A Functional Dataset Toolkit

Alan Calvitti
Organization: Veterans Health Administration

Wolfram Technology Conference 2015
Champaign, Illinois USA

As the volume, velocity and diversity of data increases, the need to integrate and analyze it effectively become more pressing. Much of new data produced is NoSQL in nature: lacking a schema, weakly typed, or shaped like nested or ragged arrays. Using examples from healthcare informatics, we show how Dataset and related functionality can be effectively used to integrate, analyze and visualize hierarchical, time-series, numeric and text data in the context of cloud-based scientific workflow. Practically the entire processing pipeline can be managed as queries on Dataset objects from indexing and metadata management, common statistical queries as well as visualization.
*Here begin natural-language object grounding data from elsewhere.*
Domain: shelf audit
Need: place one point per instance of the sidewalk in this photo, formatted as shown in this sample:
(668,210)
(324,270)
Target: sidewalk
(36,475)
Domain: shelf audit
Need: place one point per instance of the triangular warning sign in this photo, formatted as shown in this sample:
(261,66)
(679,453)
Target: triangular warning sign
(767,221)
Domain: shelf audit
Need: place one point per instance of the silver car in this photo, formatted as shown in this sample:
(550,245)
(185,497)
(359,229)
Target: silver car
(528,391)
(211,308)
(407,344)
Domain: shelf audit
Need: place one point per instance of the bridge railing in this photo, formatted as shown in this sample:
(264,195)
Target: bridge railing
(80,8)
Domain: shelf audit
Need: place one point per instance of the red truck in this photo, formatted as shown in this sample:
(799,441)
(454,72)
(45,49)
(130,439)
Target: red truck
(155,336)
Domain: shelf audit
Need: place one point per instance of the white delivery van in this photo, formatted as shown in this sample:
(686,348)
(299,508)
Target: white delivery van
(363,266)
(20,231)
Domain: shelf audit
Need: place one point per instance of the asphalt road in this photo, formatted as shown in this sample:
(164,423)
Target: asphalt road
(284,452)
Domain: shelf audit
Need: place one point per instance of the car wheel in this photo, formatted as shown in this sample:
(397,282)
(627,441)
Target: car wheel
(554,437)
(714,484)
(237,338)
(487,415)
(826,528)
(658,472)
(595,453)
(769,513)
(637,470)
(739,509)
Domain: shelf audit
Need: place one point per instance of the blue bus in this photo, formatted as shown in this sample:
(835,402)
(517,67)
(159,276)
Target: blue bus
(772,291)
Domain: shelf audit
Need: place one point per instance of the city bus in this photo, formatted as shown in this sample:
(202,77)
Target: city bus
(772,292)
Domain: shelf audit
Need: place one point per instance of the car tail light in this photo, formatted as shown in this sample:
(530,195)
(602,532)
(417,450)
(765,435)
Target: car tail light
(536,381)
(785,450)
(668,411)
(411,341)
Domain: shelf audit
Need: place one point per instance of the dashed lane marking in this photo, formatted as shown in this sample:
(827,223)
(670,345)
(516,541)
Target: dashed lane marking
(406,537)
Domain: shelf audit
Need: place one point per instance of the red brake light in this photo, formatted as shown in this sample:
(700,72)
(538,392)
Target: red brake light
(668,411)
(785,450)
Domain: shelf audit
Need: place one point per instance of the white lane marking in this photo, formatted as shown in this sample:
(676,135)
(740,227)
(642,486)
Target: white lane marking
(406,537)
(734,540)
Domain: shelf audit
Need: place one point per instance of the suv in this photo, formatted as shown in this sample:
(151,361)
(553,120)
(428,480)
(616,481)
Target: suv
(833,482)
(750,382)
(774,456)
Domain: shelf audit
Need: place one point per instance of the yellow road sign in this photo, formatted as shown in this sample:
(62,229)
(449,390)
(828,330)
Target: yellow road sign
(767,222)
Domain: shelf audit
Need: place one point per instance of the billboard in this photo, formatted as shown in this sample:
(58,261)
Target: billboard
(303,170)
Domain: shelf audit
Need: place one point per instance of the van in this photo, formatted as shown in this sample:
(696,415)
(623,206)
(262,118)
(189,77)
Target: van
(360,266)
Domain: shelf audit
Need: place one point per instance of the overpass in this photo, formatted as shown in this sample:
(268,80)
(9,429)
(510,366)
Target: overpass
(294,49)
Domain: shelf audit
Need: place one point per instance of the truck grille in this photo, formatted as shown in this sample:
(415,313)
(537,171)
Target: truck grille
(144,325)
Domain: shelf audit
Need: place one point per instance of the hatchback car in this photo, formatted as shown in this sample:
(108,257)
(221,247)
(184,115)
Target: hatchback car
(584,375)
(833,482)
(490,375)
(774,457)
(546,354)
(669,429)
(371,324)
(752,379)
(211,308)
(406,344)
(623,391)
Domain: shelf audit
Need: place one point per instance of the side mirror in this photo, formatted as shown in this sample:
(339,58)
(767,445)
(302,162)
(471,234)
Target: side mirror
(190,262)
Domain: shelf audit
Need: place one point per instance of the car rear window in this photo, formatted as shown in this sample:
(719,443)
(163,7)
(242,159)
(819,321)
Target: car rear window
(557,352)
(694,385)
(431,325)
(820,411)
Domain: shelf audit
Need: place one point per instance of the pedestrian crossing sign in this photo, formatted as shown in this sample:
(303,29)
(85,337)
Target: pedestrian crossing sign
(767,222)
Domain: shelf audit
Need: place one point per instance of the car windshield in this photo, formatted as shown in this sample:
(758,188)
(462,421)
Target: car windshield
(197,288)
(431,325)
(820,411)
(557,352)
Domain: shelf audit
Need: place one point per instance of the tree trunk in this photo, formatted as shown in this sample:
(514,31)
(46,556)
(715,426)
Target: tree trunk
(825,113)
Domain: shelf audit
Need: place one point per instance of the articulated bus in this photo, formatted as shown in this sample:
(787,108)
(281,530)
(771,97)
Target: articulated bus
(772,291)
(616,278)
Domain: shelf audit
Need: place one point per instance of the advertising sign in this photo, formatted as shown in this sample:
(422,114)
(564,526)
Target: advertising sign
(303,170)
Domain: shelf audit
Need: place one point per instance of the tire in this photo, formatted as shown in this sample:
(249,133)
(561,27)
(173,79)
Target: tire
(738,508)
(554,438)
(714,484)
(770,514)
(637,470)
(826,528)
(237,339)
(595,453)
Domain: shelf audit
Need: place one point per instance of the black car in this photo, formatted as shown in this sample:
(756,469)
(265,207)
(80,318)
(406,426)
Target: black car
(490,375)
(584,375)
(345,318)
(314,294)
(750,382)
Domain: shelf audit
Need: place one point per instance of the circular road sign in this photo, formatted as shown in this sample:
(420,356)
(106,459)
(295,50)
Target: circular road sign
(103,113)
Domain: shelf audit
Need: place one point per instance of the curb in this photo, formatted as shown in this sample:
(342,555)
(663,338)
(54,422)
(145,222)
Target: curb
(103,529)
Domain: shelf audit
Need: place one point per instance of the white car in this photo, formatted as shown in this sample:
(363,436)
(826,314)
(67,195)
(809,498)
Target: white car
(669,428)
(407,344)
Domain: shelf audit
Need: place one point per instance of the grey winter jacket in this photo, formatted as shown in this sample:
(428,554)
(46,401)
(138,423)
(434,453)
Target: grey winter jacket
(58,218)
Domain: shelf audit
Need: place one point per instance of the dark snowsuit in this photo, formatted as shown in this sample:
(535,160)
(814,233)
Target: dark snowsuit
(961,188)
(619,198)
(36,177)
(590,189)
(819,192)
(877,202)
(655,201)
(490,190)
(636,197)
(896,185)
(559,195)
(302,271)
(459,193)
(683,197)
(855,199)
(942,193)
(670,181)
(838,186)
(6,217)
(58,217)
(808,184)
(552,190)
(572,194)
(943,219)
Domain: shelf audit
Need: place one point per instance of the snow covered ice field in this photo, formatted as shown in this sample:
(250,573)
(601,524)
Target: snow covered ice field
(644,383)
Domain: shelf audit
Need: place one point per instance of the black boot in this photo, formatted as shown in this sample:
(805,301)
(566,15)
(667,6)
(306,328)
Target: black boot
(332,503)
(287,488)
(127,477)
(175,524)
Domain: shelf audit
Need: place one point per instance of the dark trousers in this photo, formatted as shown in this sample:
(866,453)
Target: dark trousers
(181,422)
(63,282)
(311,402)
Scientific methods are only used for illustration, while the focus is on functional design patterns using Query syntax, augmented by microcodes that are legible, easy to modify and reusable. Legibility is also improved by using operator forms. When Associations are nested, their computational efficiency enables recursive queries exemplified here by an one-line trie constructor. Dataset enables query prototyping on small subsamples, then scaling up the processing to whole-study dataset with minimal revisions. Additional examples show challenges due to branch-merge data flows, missing values, composite keys, temporal data and interval matching. Finally, some current limitations and desired features are discussed.